Hilangnya kemauan berhubungan seks yang terjadi di banyak negara mengakibatkan timbulnya resesi seks. (sumber: Freepik/jcomp via Kompas.com)
Hilangnya kemauan berhubungan seks yang terjadi di banyak negara mengakibatkan timbulnya resesi seks. (sumber: Freepik/jcomp via Kompas.com)

2. Jan Dilangkahi Adiak 

Menikah memang ada masanya bagi setiap pribadi sesuai usia dan kesiapannya masing-masing.

Pada usia tertentu setiap orang akan berumah tangga. jika tidak, maka bisa saja didahului oleh adik-adiknya.

Di Minangkabau, sedapat mungkin jangan sampai adik melangkahi (mendahului) kakaknya untuk berkeluarga.

Pernikahan melangkahi saudara kandung di Minangkabau karena dianggap terjadinya kesenjangan atau tidak berjalan sesuai dengan yang seharusnya.

Maka untuk itulah, seorang kakak harus mengambil garis start-nya sendiri untuk berumah tangga agar tidak didahului oleh adiknya.

Akan tetapi, jika hal tersebut terjadi dimana sang adik memang sudah harus menikah maka sang adik harus memberikan "sapatagak" kepada kakaknya yang belum menikah dan yang dilangkahi.

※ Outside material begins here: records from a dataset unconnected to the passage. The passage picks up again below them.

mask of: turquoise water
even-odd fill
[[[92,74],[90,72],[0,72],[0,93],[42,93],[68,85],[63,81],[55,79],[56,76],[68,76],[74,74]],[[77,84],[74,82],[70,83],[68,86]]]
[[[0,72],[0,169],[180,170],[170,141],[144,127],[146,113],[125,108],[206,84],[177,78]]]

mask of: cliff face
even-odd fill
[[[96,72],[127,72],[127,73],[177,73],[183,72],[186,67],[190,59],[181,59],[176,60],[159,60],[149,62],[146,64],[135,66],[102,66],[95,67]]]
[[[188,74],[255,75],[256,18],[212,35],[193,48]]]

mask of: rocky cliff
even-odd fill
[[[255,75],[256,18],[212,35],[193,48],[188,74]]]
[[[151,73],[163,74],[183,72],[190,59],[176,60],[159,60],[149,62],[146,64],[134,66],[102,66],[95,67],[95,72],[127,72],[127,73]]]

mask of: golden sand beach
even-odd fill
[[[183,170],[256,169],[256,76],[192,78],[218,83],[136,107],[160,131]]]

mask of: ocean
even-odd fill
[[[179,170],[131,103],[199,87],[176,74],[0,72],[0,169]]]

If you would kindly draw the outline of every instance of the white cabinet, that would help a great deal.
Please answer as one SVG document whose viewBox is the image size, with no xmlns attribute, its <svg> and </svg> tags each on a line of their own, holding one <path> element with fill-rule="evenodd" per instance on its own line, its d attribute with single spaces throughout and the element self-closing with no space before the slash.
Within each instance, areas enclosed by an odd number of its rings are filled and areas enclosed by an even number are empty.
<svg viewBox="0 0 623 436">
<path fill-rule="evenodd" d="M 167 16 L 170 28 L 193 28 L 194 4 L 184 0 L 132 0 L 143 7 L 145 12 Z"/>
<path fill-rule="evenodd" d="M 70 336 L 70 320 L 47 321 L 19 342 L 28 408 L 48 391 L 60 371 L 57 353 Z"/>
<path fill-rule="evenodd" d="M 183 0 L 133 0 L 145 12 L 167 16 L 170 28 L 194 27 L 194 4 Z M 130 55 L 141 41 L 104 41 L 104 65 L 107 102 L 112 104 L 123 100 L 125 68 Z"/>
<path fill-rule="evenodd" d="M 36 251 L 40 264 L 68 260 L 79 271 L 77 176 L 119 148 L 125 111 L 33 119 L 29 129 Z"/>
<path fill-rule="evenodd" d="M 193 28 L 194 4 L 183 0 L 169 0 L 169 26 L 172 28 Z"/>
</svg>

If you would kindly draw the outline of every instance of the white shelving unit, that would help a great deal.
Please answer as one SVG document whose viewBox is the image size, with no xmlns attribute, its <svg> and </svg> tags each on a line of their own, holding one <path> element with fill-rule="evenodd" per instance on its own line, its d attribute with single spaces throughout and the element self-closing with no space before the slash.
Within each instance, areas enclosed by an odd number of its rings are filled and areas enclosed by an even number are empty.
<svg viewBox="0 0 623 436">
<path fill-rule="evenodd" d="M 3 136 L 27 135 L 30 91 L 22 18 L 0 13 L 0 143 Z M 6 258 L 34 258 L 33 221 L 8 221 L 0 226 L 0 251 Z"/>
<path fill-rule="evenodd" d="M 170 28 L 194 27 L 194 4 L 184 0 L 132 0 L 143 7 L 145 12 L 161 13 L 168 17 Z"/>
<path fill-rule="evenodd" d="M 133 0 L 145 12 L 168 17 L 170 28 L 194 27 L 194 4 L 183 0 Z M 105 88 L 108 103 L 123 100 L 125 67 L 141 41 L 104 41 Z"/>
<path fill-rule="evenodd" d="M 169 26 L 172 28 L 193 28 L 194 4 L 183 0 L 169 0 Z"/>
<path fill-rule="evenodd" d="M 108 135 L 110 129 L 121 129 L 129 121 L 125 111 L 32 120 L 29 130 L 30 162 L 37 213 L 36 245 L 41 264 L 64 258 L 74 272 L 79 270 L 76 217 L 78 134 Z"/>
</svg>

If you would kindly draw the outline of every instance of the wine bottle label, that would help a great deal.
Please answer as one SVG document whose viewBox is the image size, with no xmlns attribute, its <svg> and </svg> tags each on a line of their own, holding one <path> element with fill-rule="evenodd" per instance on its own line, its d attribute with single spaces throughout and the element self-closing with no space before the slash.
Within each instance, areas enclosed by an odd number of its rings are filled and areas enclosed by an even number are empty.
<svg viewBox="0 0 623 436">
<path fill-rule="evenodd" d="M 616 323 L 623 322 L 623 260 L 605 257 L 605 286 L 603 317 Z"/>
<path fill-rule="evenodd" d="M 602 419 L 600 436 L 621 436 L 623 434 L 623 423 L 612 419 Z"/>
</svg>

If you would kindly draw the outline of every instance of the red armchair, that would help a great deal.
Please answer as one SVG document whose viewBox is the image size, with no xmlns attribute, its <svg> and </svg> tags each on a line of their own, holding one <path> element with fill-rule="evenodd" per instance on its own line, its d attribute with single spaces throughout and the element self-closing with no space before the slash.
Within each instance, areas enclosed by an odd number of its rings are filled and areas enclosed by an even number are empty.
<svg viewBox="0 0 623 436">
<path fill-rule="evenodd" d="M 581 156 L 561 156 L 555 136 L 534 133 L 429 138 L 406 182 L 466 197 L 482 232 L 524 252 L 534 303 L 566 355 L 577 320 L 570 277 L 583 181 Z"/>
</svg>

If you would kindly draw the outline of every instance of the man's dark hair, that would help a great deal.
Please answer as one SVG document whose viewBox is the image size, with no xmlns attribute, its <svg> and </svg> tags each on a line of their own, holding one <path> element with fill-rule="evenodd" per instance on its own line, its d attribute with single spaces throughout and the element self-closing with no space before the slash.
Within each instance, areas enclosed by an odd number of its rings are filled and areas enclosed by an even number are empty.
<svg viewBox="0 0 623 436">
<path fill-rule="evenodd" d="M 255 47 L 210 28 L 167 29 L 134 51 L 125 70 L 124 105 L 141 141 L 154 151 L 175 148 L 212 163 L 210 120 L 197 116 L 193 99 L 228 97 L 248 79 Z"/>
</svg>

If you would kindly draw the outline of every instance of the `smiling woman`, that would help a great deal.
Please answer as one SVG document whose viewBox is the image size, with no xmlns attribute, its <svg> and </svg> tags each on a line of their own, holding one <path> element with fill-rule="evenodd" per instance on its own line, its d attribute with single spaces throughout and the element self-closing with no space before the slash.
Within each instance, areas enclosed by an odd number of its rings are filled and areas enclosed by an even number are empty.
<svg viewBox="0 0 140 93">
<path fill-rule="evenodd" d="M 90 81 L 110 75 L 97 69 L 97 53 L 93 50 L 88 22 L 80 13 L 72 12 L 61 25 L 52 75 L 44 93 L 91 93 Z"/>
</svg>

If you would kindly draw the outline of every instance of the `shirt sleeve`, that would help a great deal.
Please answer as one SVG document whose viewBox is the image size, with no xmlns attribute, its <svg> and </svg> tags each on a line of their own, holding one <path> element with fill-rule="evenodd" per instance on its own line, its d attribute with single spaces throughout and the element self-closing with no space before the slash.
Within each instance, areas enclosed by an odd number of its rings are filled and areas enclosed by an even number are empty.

Mambali sapatagak artinya adalah membelikan seperangkat pakaian dan emas untuk kakak yang dilangkahi.

Saya punya dua orang adik laki-laki dan salah satu adik saya melangkahi alias duluan menikah.

Pada saat itu terjadi, saya memang merasa agak khawatir bila hal tersebut menjadi sugesti tersendiri yang membuat saya makin menunda-nunda pernikahan.

Serta ada pula sedikit rasa minder ketika berhadapan dengan anggota masyarakat padahal urusan menikah sebenarnya hanya masalah waktu yang tepat.

Ilustrasi zero growth (gambar via www.koridor.co.id)
Ilustrasi zero growth (gambar via www.koridor.co.id)

3. Sistem matrilineal yang tak memungkinkan zero growth

Dalam adat minangkabau menganut sistem kekerabatan di bawah garis keturunan ibu atau dikenal dengan istilah matrilineal.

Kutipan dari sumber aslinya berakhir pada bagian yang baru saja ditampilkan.